Files can be read using the nfdump command with the syntax nfdump [options] [filter]. Examples:
Display UDP packets sent by 192.168.88.100:
nfdump -r nfcapd.202006011625 'proto udp and src ip 192.168.88.100'Display all flows between 16:25 and 17:25, aggregating bidirectional flows (-B):
nfdump -R /tmp/netflow/nfcapd.202006011625:nfcapd.202006011725 -BDisplay Engine Type/ID, source address+port, and destination address+port for all flows:
nfdump -r /tmp/netflow/nfcapd.202006011625 -o "fmt:%eng %sap %dap"Engine ID Interoperability
NetFlow v5 defines two 8-bit identifiers: Engine Type and Engine ID. The probe on Advantech routers sends only Engine ID (0–255); Engine Type is always zero. A flow sent with Engine ID = 513 (0x201) will be received as Engine Type/ID = 0/1.
NetFlow v9 defines one 32-bit identifier. The probe on Advantech routers can send any 32-bit number; however, other manufacturers (e.g., Cisco) split the identifier into two reserved bytes followed by Engine Type and Engine ID, and the receiver follows the same approach. A flow sent with Engine ID = 513 (0x201) will be received as Engine Type/ID = 2/1.
IPFIX defines one 32-bit identifier.

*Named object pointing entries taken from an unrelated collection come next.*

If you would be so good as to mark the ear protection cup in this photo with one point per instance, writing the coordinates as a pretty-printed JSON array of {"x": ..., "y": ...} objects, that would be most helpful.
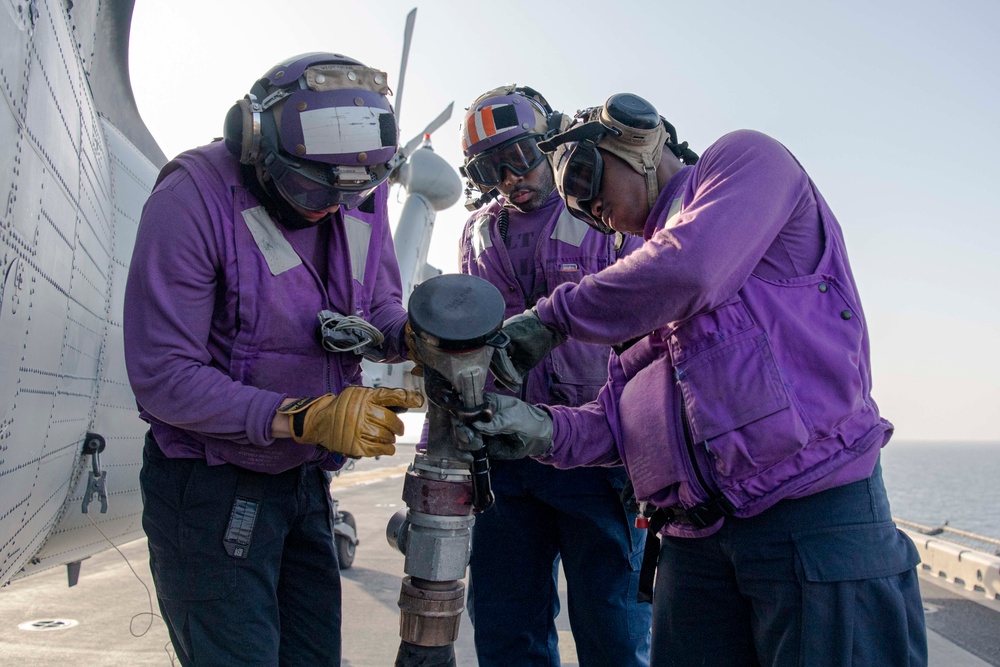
[{"x": 241, "y": 130}]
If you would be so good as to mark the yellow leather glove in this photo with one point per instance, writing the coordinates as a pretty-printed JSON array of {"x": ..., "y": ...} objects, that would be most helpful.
[{"x": 355, "y": 423}]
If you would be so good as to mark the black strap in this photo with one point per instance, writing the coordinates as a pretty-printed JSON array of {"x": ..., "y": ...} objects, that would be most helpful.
[
  {"x": 246, "y": 506},
  {"x": 651, "y": 553},
  {"x": 699, "y": 516}
]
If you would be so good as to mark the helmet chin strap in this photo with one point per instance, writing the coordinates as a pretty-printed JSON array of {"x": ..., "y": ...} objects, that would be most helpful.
[{"x": 652, "y": 187}]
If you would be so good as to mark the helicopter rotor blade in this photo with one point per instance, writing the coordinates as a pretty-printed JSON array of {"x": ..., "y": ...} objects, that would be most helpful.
[
  {"x": 411, "y": 19},
  {"x": 441, "y": 119}
]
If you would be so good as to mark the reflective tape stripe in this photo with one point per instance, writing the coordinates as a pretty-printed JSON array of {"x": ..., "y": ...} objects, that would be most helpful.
[
  {"x": 359, "y": 235},
  {"x": 277, "y": 251}
]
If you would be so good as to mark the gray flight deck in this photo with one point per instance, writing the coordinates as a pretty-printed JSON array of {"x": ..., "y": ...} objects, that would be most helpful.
[{"x": 104, "y": 620}]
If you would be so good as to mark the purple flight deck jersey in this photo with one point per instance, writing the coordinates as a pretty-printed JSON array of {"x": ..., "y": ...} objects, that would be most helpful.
[
  {"x": 221, "y": 312},
  {"x": 755, "y": 343},
  {"x": 567, "y": 250}
]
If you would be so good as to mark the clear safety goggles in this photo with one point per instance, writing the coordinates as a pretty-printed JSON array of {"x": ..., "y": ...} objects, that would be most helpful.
[
  {"x": 520, "y": 157},
  {"x": 319, "y": 187},
  {"x": 578, "y": 176}
]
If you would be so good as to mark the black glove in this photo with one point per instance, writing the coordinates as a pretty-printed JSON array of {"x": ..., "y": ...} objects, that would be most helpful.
[
  {"x": 517, "y": 429},
  {"x": 530, "y": 341}
]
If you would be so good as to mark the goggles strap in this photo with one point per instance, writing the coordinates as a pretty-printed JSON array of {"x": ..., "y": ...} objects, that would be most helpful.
[{"x": 652, "y": 188}]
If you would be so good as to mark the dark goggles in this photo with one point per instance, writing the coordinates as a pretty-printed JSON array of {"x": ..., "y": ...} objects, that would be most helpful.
[
  {"x": 578, "y": 177},
  {"x": 316, "y": 188},
  {"x": 520, "y": 157}
]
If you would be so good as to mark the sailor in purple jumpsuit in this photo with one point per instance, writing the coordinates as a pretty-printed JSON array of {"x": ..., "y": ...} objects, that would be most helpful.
[
  {"x": 526, "y": 244},
  {"x": 240, "y": 246},
  {"x": 743, "y": 412}
]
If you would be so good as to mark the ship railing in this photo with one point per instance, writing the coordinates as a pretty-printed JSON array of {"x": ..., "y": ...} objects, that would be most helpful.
[{"x": 974, "y": 570}]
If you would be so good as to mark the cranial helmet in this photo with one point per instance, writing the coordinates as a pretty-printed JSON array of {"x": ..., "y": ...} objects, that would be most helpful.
[
  {"x": 626, "y": 126},
  {"x": 500, "y": 131},
  {"x": 320, "y": 127}
]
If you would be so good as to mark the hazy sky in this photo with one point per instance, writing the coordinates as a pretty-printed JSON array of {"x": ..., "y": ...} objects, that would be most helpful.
[{"x": 893, "y": 108}]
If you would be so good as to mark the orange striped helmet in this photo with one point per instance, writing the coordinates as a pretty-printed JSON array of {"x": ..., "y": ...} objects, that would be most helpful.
[{"x": 503, "y": 114}]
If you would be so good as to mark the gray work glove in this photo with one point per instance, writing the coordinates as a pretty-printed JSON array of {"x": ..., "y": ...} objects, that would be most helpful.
[
  {"x": 517, "y": 429},
  {"x": 530, "y": 341}
]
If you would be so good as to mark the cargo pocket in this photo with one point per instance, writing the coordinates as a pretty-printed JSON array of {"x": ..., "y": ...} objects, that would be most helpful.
[
  {"x": 860, "y": 598},
  {"x": 185, "y": 520}
]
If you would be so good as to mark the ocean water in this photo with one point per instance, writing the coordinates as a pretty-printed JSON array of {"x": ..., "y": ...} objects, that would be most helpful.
[{"x": 957, "y": 482}]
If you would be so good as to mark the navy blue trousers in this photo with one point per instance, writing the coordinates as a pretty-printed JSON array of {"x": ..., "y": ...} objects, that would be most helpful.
[
  {"x": 822, "y": 580},
  {"x": 542, "y": 514},
  {"x": 278, "y": 606}
]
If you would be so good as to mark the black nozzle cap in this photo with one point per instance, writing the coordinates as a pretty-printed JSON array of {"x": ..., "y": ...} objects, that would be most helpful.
[{"x": 460, "y": 311}]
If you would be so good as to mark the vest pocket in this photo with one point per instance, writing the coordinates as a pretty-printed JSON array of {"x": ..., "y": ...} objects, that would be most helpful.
[
  {"x": 578, "y": 372},
  {"x": 730, "y": 386}
]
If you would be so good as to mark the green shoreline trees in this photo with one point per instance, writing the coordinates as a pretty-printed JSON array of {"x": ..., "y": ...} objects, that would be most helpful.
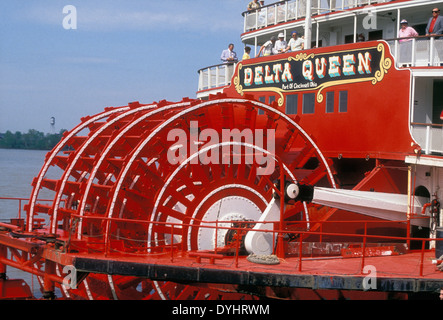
[{"x": 32, "y": 140}]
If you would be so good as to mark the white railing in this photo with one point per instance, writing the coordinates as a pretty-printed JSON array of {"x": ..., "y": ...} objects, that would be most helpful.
[
  {"x": 283, "y": 11},
  {"x": 429, "y": 136},
  {"x": 215, "y": 76},
  {"x": 417, "y": 52}
]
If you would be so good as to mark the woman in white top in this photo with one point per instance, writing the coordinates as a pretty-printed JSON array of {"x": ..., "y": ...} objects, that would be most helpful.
[{"x": 295, "y": 43}]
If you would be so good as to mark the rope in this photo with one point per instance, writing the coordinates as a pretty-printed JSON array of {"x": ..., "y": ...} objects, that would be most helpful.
[{"x": 263, "y": 259}]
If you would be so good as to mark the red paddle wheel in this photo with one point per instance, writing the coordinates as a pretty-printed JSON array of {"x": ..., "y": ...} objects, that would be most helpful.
[{"x": 142, "y": 180}]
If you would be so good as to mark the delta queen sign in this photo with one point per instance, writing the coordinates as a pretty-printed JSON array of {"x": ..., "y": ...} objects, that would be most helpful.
[{"x": 311, "y": 71}]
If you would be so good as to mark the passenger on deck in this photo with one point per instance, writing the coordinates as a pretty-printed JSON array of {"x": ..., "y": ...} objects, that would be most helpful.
[
  {"x": 246, "y": 54},
  {"x": 229, "y": 55},
  {"x": 268, "y": 47},
  {"x": 280, "y": 44},
  {"x": 296, "y": 43},
  {"x": 435, "y": 24},
  {"x": 406, "y": 31},
  {"x": 254, "y": 5}
]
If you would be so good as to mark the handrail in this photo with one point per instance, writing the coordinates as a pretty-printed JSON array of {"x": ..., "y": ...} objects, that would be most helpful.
[
  {"x": 427, "y": 124},
  {"x": 216, "y": 65},
  {"x": 276, "y": 229}
]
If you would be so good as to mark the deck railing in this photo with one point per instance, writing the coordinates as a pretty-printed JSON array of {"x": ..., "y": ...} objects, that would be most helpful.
[
  {"x": 215, "y": 76},
  {"x": 283, "y": 11},
  {"x": 422, "y": 51},
  {"x": 429, "y": 136}
]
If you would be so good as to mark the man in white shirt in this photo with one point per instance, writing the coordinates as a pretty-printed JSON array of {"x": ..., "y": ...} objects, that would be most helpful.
[
  {"x": 280, "y": 44},
  {"x": 229, "y": 55},
  {"x": 296, "y": 43},
  {"x": 268, "y": 47}
]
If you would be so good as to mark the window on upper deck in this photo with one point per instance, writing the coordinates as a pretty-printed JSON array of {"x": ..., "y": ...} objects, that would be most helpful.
[
  {"x": 343, "y": 101},
  {"x": 308, "y": 103},
  {"x": 330, "y": 100},
  {"x": 292, "y": 104}
]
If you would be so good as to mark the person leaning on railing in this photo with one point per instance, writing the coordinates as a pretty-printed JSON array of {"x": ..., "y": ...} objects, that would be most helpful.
[
  {"x": 229, "y": 55},
  {"x": 406, "y": 31},
  {"x": 254, "y": 5},
  {"x": 435, "y": 24}
]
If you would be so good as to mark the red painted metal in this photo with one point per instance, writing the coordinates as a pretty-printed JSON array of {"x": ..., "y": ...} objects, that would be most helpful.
[{"x": 121, "y": 206}]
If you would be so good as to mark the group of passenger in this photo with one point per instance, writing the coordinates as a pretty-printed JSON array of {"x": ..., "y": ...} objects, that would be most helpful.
[{"x": 276, "y": 46}]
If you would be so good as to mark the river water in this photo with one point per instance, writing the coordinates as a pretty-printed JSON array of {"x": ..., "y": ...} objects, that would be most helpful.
[{"x": 17, "y": 170}]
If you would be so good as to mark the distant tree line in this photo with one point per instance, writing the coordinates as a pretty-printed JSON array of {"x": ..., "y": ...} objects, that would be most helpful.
[{"x": 33, "y": 140}]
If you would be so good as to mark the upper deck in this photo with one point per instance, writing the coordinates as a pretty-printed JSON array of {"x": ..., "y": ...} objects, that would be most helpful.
[{"x": 333, "y": 25}]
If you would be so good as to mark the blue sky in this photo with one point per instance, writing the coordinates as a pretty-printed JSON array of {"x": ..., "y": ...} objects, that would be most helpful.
[{"x": 121, "y": 51}]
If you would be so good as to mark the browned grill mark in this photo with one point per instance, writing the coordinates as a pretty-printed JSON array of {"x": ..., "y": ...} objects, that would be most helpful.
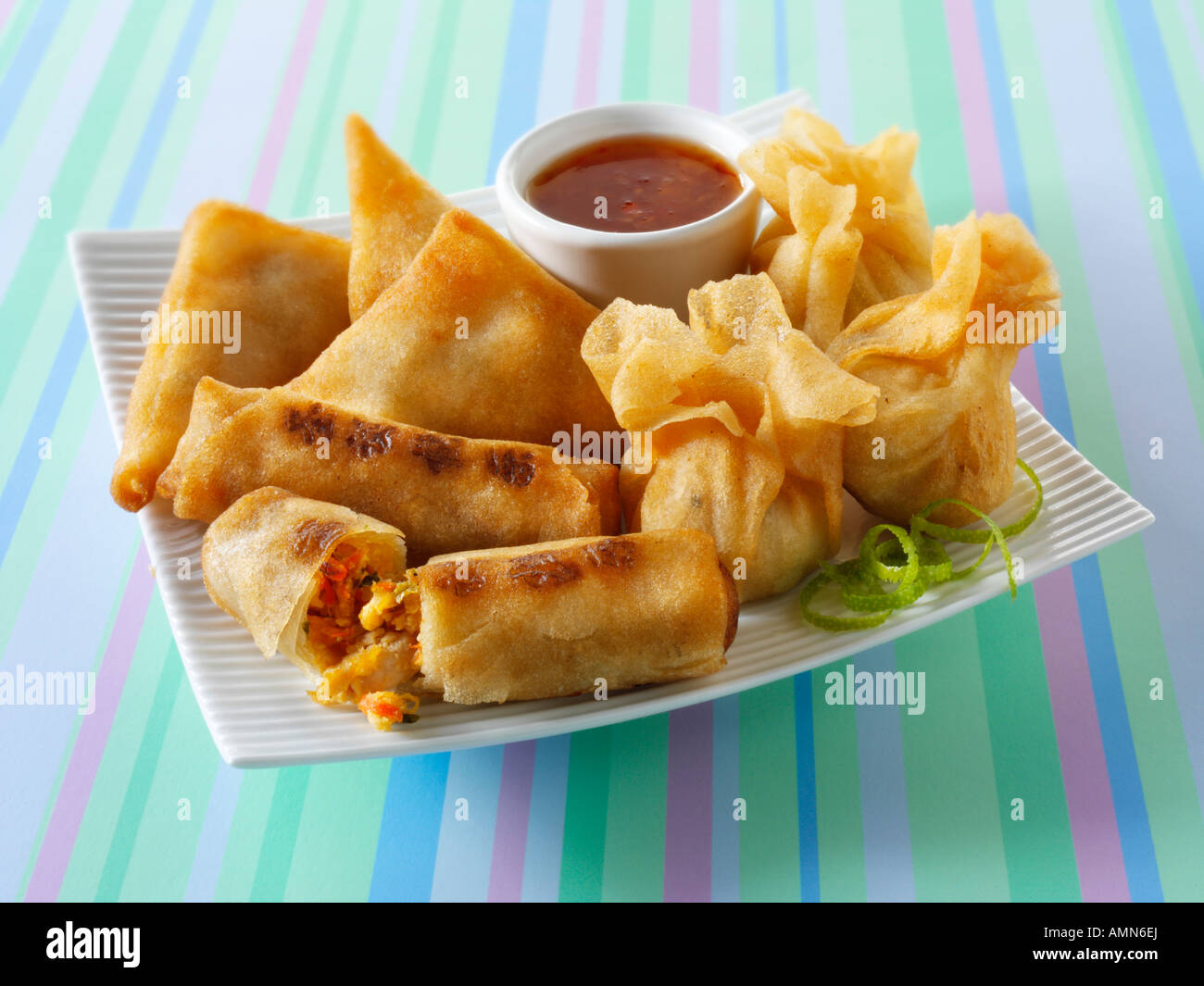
[
  {"x": 316, "y": 538},
  {"x": 368, "y": 440},
  {"x": 445, "y": 577},
  {"x": 313, "y": 423},
  {"x": 612, "y": 554},
  {"x": 513, "y": 468},
  {"x": 540, "y": 571},
  {"x": 438, "y": 452}
]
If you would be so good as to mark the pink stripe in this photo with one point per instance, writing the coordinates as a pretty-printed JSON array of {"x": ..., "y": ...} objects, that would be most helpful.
[
  {"x": 590, "y": 53},
  {"x": 510, "y": 828},
  {"x": 705, "y": 55},
  {"x": 285, "y": 104},
  {"x": 983, "y": 147},
  {"x": 89, "y": 745},
  {"x": 687, "y": 805},
  {"x": 1088, "y": 798},
  {"x": 1090, "y": 806}
]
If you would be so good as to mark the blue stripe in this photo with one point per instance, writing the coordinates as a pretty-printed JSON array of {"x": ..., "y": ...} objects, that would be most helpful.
[
  {"x": 203, "y": 882},
  {"x": 782, "y": 56},
  {"x": 409, "y": 829},
  {"x": 1055, "y": 402},
  {"x": 884, "y": 808},
  {"x": 67, "y": 359},
  {"x": 546, "y": 824},
  {"x": 1123, "y": 776},
  {"x": 470, "y": 817},
  {"x": 725, "y": 834},
  {"x": 1172, "y": 141},
  {"x": 25, "y": 61},
  {"x": 520, "y": 77},
  {"x": 808, "y": 806}
]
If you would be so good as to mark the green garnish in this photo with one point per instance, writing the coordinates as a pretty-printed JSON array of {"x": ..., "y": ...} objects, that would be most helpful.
[{"x": 911, "y": 560}]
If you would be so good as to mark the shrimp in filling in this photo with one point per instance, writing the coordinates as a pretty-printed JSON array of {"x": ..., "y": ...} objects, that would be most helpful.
[{"x": 362, "y": 631}]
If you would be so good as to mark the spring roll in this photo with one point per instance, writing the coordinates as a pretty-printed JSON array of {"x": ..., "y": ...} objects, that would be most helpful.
[
  {"x": 251, "y": 301},
  {"x": 446, "y": 493},
  {"x": 548, "y": 620},
  {"x": 316, "y": 581}
]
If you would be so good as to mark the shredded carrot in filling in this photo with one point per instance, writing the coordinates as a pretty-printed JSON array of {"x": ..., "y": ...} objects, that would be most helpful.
[{"x": 364, "y": 630}]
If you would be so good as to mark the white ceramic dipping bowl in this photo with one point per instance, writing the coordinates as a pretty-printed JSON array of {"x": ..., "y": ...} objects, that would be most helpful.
[{"x": 657, "y": 268}]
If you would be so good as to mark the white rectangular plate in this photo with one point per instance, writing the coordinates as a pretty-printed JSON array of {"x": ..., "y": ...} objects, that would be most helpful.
[{"x": 257, "y": 710}]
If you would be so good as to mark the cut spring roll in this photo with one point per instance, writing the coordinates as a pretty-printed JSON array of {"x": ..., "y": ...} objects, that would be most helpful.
[
  {"x": 548, "y": 620},
  {"x": 317, "y": 583},
  {"x": 445, "y": 493}
]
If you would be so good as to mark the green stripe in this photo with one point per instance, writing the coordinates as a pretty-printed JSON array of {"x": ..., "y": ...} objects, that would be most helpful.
[
  {"x": 281, "y": 836},
  {"x": 478, "y": 56},
  {"x": 585, "y": 815},
  {"x": 417, "y": 76},
  {"x": 133, "y": 803},
  {"x": 245, "y": 842},
  {"x": 15, "y": 32},
  {"x": 1039, "y": 853},
  {"x": 161, "y": 860},
  {"x": 952, "y": 805},
  {"x": 802, "y": 65},
  {"x": 755, "y": 52},
  {"x": 634, "y": 834},
  {"x": 1039, "y": 849},
  {"x": 839, "y": 832},
  {"x": 770, "y": 788},
  {"x": 437, "y": 82},
  {"x": 637, "y": 52},
  {"x": 340, "y": 825},
  {"x": 1156, "y": 726},
  {"x": 669, "y": 69},
  {"x": 113, "y": 89},
  {"x": 360, "y": 92}
]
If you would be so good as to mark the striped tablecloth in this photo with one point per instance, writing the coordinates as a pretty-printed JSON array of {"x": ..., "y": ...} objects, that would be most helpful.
[{"x": 1084, "y": 700}]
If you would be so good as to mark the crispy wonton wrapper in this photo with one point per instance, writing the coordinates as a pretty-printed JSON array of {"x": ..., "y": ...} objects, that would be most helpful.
[
  {"x": 288, "y": 287},
  {"x": 445, "y": 493},
  {"x": 394, "y": 211},
  {"x": 942, "y": 359},
  {"x": 889, "y": 212},
  {"x": 474, "y": 340},
  {"x": 546, "y": 620},
  {"x": 746, "y": 418}
]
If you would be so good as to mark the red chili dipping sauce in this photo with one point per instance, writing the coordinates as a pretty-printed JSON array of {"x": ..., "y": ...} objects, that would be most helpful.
[{"x": 634, "y": 184}]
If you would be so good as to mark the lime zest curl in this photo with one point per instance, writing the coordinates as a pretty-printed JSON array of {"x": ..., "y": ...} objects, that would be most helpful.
[{"x": 911, "y": 560}]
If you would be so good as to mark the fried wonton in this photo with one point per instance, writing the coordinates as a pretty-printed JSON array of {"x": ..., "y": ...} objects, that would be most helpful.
[
  {"x": 394, "y": 211},
  {"x": 942, "y": 359},
  {"x": 889, "y": 212},
  {"x": 251, "y": 301},
  {"x": 746, "y": 418},
  {"x": 474, "y": 339},
  {"x": 813, "y": 257}
]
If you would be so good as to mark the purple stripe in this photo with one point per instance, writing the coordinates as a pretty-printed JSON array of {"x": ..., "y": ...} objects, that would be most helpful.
[
  {"x": 89, "y": 746},
  {"x": 983, "y": 147},
  {"x": 1088, "y": 798},
  {"x": 510, "y": 828},
  {"x": 285, "y": 105},
  {"x": 590, "y": 53},
  {"x": 689, "y": 805},
  {"x": 705, "y": 55}
]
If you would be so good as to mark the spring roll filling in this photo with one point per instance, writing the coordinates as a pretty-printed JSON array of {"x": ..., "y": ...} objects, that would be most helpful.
[{"x": 362, "y": 629}]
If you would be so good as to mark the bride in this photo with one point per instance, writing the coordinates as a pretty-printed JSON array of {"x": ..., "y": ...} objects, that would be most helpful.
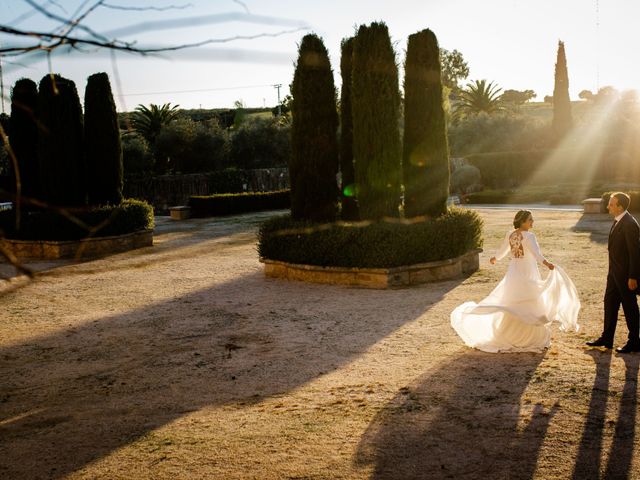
[{"x": 517, "y": 314}]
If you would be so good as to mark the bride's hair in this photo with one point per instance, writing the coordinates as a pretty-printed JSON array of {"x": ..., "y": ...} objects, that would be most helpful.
[{"x": 520, "y": 218}]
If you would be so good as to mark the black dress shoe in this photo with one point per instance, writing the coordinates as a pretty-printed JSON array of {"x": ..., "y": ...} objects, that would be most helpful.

The probe on Advantech routers can send any 32-bit number, but the local collector does not store this value yet. Any flow will therefore be received as Engine Type/ID = 0/0.
Tips
To store Engine ID in the local collector, enable Store Exporting Engine ID in the configuration, use an Engine ID less than 256, and avoid using the IPFIX protocol.
Traffic Timeouts
The probe exports whole flows — all packets that belong together. If no packets are observed for a given period (Inactive Traffic Timeout), the flow is considered complete and the probe sends the traffic information to the collector.
Information about a file transfer appears in the collector once the transfer is complete, which may take a significant amount of time. If a transmission remains active longer than the Active Traffic Timeout, it appears as multiple shorter flows. For example, with a 30-minute active traffic timeout, a 45-minute communication appears as two flows: one 30-minute and one 15-minute flow.